Dances of Galánta (Galántai táncok) is a 1933 orchestral work by Zoltán Kodály.

==History==
The piece was composed on commission for the 80th anniversary of the Budapest Philharmonic Society. It is based on folk music of Galánta (Hungarian by then, now part of Slovakia), where Kodály lived for several years. The composer remarked (writing in the third person): "At that time there existed a famous Gypsy band...This was the first 'orchestral' sonority that came to the ears of the child...About 1800 some books of Hungarian dances were published in Vienna, one of which contained music 'after several Gypsies from Galánta'...the composer has taken his principal themes from these old publications". Most of the pieces used were of the verbunkos style - originally developed as military recruiting music, but generalizing to a Hungarian folk tradition in the early 1800s.

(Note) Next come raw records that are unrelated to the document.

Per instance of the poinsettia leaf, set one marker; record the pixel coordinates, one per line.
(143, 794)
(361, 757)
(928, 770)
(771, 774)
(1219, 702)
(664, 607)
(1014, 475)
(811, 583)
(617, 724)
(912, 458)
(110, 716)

Kodály saw the piece as a "sequel" to his 1927 piano suite (later orchestrated) Dances of Marosszék.

==Music==
Dances of Galánta is in five sections, lasting a total of about 16 minutes. It is scored for two flutes, piccolo, two oboes, two clarinets in A, two bassoons, four horns, two trumpets, timpani, triangle, glockenspiel, snare drum, and string orchestra. The clarinet is particularly prominent, representing the traditional tárogató (a type of single-reed instrument).

The piece recalls the two-part slow-fast structure of the traditional verbunkos music: it opens with a slow introduction moving to a clarinet cadenza and andante maestoso section, followed by four fast dance sections. The faster sections adopt a characteristic syncopated rhythm.